С политическим и экономическим упадком исчезло и былое первенство Италии в области науки и культуры. В литературе господствовало манерное дворянское направление. В еетествознании последователям Галилея приходилось подчас отступать перед поддерживаемой Ватиканом псевдонаучной схоластикой иезуитов. В 1667 г. по настоянию папской курии во Флоренции было закрыто знаменито.е в истории науки «Общество естествоиспытателей», ставившее своей задачей исследование природы с помощью эксперимента.

Все же церкви не удалось задушить живую мысль. В первой половине XVIII столетия в крупных городах возникли новые содружества ученых, естествоиспытателей. В некоторых итальянских университетах начали ставиться физические опыты, приведшие уже на исходе века к важным открытиям Гальвани и Вольта.

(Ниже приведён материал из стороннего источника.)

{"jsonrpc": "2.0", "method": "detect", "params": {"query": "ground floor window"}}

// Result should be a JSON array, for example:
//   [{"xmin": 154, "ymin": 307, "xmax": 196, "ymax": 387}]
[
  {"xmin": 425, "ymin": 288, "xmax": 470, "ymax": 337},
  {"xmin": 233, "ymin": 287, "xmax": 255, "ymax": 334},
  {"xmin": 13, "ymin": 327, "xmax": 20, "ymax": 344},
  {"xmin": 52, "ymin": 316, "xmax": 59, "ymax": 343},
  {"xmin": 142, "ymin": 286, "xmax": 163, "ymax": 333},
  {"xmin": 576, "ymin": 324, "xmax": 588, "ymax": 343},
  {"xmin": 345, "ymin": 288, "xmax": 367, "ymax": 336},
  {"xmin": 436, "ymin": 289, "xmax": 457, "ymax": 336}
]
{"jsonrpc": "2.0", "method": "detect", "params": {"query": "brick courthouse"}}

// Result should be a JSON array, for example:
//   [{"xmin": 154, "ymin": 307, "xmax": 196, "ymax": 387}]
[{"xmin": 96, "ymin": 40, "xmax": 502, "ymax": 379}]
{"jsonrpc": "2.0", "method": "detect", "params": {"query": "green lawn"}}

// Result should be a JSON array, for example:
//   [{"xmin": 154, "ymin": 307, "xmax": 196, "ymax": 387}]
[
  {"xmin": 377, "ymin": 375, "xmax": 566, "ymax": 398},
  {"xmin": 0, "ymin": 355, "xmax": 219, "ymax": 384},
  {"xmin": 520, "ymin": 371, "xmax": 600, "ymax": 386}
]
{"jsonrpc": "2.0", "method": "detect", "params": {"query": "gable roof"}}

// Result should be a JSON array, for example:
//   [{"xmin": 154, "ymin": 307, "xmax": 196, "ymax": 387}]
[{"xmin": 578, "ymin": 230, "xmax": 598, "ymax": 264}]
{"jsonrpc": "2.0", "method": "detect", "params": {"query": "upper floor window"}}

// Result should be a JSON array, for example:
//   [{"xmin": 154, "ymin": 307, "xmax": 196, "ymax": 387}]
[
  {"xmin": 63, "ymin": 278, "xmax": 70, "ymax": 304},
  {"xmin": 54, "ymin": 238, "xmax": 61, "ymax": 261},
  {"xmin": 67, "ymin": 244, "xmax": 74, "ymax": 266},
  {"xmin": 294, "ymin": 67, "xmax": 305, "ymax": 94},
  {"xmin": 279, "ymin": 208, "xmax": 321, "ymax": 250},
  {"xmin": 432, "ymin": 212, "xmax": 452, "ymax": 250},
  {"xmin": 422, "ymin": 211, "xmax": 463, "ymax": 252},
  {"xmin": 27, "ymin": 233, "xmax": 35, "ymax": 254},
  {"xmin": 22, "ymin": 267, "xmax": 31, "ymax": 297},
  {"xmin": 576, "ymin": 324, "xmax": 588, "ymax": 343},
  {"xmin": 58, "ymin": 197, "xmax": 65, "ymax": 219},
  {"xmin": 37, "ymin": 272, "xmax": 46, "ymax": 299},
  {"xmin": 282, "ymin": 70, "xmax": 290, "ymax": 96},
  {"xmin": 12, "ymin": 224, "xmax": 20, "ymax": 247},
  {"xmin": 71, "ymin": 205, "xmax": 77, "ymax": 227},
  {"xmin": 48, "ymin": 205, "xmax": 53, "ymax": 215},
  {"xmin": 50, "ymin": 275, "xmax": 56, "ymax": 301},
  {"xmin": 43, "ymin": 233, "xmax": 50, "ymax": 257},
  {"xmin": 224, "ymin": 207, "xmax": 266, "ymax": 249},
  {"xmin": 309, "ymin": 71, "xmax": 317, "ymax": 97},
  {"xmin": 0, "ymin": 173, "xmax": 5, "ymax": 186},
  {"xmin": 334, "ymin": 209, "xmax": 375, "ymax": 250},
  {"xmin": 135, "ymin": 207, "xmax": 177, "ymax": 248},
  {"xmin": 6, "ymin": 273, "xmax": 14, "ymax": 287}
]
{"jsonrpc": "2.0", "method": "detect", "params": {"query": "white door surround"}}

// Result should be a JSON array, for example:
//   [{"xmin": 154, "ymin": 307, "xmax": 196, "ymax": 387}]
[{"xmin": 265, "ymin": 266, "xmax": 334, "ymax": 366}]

Новые веяния сказывались и в других отраслях знания. В 1725 г. неаполитанский ученый Джамбаттиста Вико (1668—1744) издал свою знаменитую «Новую науку», где, анализируя исторические и литературные памятники древней Греции и Рима, сделал попытку установить единый для всех народов закон общественного развития. Вопреки учению Декарта о «врожденных идеях» он доказывал, что человека можно понять только зная общество, в котором он живет. Все общества проходят одинаковые стадии развития — от первобытного варварства через «век героев» (феодализм) к «веку человеческому» — веку «городов, законов и разума». После достижения высшей стадии общество распадается, и развитие начинается сызнова — с варварства и господства жрецов. Так совершается круговорот истории. Теория круговорота была не верна, но самая попытка установить закономерности, общественного развития являлась смелой и представляла для того времени значительный шаг вперед.

Современники (за исключением Монтескье) не сумели оценить замечательную работу Вико, в которой Маркс находил впоследствии «не мало блесток гениальности» ( Маркс — Фердинанду Лассалю, К. Маркс и Ф. Энгельс, Соч., т. XXV, стр. 399.). «Я точно кинул свой труд в пустыню»,— жаловался сам Вико. Он жил и умер в нужде, непризнанный и одинокий.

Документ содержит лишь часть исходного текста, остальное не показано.